Por Antonio Salgado Pérez  (Publicado en La Tarde el 13 de agosto de 1975).
 
 
          Como vaya sin corbata no le dejan entrar. Desesperadamente sigue intentando mantener el clima de finales de siglo; tiene precios asequibles, aunque la competencia –que es feroz en este París- dicen que son “astronómicos”. Puede entrar con 1.500 pesetas y colocarse en primera fila o con 600 al rincón más apartado pero con visibilidad garantizada.
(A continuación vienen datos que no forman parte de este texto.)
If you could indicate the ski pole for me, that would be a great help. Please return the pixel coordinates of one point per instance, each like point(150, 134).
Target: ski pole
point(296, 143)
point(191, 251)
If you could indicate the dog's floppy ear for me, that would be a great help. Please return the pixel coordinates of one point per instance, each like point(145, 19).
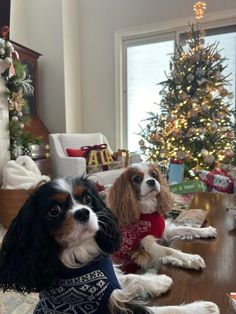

En la entrada va incluida una consumición, desde el más modesto refresco hasta el champán de rancia cava.
 
          En la misma entrada, reproducciones de aquellos anticipos de posters; carteles con el sello inconfundible de Toulouse-Lautrec, que siempre se había descrito como “una cafetera: pequeño y con un gran pitorro”; aquel arruinado por el alcohol que tan maravillosamente interpretó en la pantalla José Ferrer, en cinta donde se revivía La Goulue, encarnación del desparpajo callejero parisino; La Melinite, fina, elegante y de sentimientos delicados, envueltas todas ellas en aquellos torbellinos de faldas y de plumas.
 
          ¿Qué queda de todo aquello en este Moulin Rouge que cada noche rebosa aquella especie de anfiteatro adornado con lona circense, donde un público cosmopolita no se cansa de aplaudir y mirar muy fijamente a aquellos esculturales cuerpos con total destape de ombligo para arriba…? 
 
          Pues queda un gigantesco espectáculo con más vestuario que calidad; con incrustaciones de tan estridentes como pesados números cosacos; sigue vivo el recuerdo de Maurice Chevalier, que vanamente intentan emularlo con sonrisa fingida,” canotier” sin gracia y voz en play-back; los hermanos Segura, en sensacional número de antipodismo, se llevan los más calurosos aplausos, así como el malabarista Bert Garden, de increíble cadencia y precisión, surgiendo la hilaridad con Eddie Windson, que realiza simpatiquísimo número de simple apoyo de un can orejudo y pachorrero, emergiendo de aquel amplio escenario una transparente piscina en cuyas aguas se zambulle una fémina en bikini mientras un avispado Flipper le hace salir y saludar en “cerokini”, que así denominan ahora a los nudistas de la Costa Azul, despidiéndose el ciclópeo espectáculo con guapísimas damiselas en columpios aéreos que sobrevuelan sobre calvas, crepados y pelambreras lanzando dadivosos y nostálgicos pajizos del desaparecido y aún querido chansonnier.
 
          El espectáculo ha durado algo más de dos horas. Un ejército de camareros –en número de prestidigitación fuera de programa- hacen desaparecer en un santiamén botellas, vasos, cubos de hielo y servicio. En el escenario una orquesta lanza bailables que nadie baila. En poco menos de quince minutos el Moulin Rouge se queda más desierto que Gobi. Y al salir uno sigue pensando en aquellas excepcionales individualidades de La Mistinguett, Maurice Chevalier, Josefina Baker, mientras con el rabillo del ojo remiramos los posters de Toulouse-Lautrec y en aquel lento deambular por Pigalle tropezamos irremediable con los sex-shops, saturados de atributos para el amor y las lánguidas miradas de las que siguen ejerciendo bajo las estrellas el oficio más viejo del mundo, que muestran la prodigalidad de sus pectorales anunciando velada y picaronamente la tarifa para el acceso a los mismos…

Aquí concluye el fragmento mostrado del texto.